夫妻には子供がおらず、今後も予定は無いため、完全な二人暮らしの家としての計画です。(立ち入った個人情報ですが、「事情を説明しないと理解に苦しむ家でしょ(笑)」との施主さんからのご希望で、あえて記載しています)子世代がいないぶん家族構成の変化が無いので、「今の暮らし」をいかに持続していけるかが鍵となります。仕事をやめたとき。身体が不自由になったとき。一人になったとき。なるべく周りに頼らず自分たちの力でつましく暮らせる家。無理せず、自由に生きられる空間。そのために性能を高め、使い勝手や暮らしやすさを考え、メンテナンスやランニングコストを最小限に抑えた家をつくる。それがT邸の最も大きな目的です。

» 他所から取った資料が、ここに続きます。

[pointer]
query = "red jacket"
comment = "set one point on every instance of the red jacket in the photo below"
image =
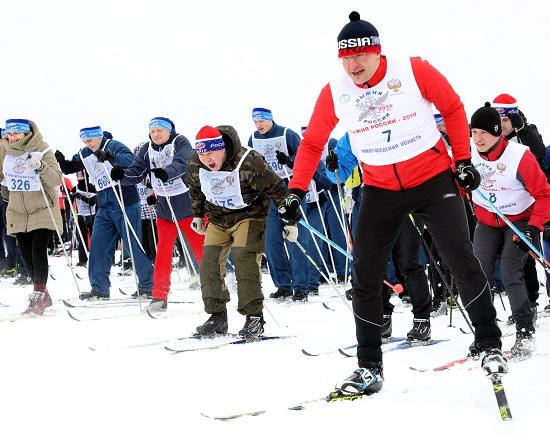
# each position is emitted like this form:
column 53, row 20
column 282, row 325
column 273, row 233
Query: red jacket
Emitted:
column 532, row 177
column 435, row 88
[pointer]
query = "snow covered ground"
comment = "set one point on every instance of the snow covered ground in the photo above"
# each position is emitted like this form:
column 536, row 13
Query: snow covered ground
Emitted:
column 53, row 382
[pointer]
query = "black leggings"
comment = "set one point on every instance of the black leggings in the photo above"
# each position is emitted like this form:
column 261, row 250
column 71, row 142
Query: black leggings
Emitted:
column 382, row 212
column 34, row 249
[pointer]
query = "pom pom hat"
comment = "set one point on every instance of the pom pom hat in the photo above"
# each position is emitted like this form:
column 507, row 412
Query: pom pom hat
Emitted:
column 487, row 119
column 209, row 139
column 505, row 104
column 358, row 37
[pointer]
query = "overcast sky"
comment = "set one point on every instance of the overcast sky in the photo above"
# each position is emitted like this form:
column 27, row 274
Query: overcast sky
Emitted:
column 117, row 63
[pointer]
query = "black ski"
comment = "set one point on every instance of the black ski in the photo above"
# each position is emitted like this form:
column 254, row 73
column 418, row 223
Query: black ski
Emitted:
column 206, row 343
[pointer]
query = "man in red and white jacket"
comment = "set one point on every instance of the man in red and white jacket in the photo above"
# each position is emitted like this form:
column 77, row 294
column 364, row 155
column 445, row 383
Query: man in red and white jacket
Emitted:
column 513, row 182
column 386, row 106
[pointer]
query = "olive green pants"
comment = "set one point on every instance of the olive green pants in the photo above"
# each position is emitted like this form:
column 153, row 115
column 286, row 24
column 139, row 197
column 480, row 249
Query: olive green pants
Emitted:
column 246, row 240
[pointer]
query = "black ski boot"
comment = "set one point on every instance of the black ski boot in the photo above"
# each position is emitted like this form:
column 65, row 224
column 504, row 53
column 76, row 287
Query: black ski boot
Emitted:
column 365, row 380
column 253, row 327
column 386, row 328
column 216, row 324
column 421, row 331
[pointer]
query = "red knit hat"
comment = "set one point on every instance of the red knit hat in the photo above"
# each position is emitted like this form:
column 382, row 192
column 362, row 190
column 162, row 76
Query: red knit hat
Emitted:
column 505, row 104
column 209, row 139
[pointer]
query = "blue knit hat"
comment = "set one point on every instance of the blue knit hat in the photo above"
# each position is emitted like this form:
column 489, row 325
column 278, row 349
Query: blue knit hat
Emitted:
column 261, row 114
column 160, row 122
column 91, row 133
column 18, row 126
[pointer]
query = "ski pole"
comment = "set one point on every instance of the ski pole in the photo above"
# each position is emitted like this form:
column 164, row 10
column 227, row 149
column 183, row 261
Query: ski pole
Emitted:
column 329, row 281
column 397, row 288
column 57, row 229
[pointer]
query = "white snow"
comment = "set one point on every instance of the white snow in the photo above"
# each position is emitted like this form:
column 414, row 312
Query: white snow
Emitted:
column 53, row 382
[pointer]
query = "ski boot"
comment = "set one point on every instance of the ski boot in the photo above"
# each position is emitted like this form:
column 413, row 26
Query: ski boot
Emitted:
column 253, row 327
column 421, row 332
column 157, row 305
column 38, row 302
column 365, row 380
column 216, row 324
column 493, row 362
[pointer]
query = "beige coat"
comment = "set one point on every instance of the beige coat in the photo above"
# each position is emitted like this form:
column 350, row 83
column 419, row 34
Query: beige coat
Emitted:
column 27, row 210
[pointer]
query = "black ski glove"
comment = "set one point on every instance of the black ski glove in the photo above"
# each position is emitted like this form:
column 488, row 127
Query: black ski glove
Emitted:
column 289, row 208
column 532, row 234
column 467, row 175
column 161, row 174
column 332, row 161
column 103, row 156
column 117, row 173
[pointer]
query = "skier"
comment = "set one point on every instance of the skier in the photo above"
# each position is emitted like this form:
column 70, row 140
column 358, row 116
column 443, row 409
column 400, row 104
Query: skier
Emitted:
column 97, row 158
column 516, row 128
column 278, row 145
column 513, row 181
column 405, row 255
column 31, row 173
column 231, row 186
column 385, row 104
column 165, row 158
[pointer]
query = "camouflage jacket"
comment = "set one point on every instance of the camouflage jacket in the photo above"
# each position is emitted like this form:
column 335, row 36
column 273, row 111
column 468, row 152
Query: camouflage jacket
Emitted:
column 258, row 183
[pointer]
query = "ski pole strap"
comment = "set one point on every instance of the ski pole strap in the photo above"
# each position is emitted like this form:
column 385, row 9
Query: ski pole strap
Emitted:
column 510, row 224
column 327, row 240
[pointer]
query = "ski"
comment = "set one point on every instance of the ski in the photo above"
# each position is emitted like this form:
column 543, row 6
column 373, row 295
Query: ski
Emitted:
column 19, row 316
column 197, row 343
column 402, row 346
column 500, row 395
column 349, row 347
column 116, row 302
column 296, row 407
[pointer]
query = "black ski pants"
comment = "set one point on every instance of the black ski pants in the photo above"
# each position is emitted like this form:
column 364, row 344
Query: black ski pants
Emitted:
column 34, row 250
column 382, row 212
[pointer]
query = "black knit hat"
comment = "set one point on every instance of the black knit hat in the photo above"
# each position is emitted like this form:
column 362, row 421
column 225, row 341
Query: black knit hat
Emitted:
column 487, row 119
column 358, row 36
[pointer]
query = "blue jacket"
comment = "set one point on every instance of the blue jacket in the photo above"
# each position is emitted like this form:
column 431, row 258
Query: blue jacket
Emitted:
column 181, row 204
column 122, row 156
column 346, row 160
column 292, row 139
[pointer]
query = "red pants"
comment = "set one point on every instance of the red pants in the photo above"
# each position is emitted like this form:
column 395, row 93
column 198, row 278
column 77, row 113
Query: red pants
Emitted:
column 168, row 233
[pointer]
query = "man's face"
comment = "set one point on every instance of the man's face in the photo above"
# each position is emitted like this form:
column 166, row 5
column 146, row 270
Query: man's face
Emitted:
column 506, row 124
column 263, row 126
column 483, row 140
column 14, row 137
column 93, row 144
column 361, row 67
column 213, row 159
column 159, row 135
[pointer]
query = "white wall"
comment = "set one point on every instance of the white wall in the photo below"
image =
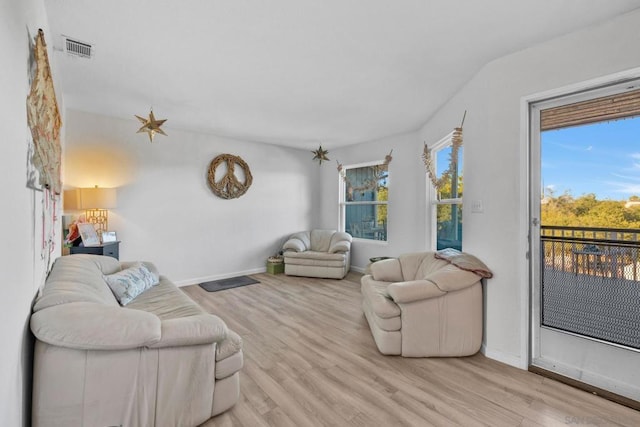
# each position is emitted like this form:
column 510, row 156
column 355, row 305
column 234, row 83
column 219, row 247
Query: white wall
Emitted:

「子供がいないことは自由だけど恐怖でもある。孤独死する確率が高いからね。でも、自分の家があれば、そこで死ねるならそれもいいかなと思えた。死ぬまでの時間を一緒に過ごしたこの家でなら、死んでもいいかなって」
いやいや、人生まだあと半分あるんですけど!(笑)

「子をもつことを諦めていった期間と、自分の家を建てたいと思っていた期間がほぼ重なってるんです。別にそこに因果関係は無くて、自分の家が自分の子供だとも思わないけど、目標があったからまぎれた部分はある。家を建てようっていう目標があったから、普通でいられたっていうか。だから思い入れは強いと思う」
その言葉の通り、はっきりした意志のもと計画された、目的の明確な家になりました。ちょっと変わってるけど、こうしたい!がはっきりしている。要るものと要らないものの区別がはっきりしている。約10年をかけて少しずつ、その答えにたどり着いた。

「これから家を建てたいっていう家族に参考にならない家(笑)」そう言って提供してくれたTさんちの写真を、次回から数回にわたって掲載させて頂きます。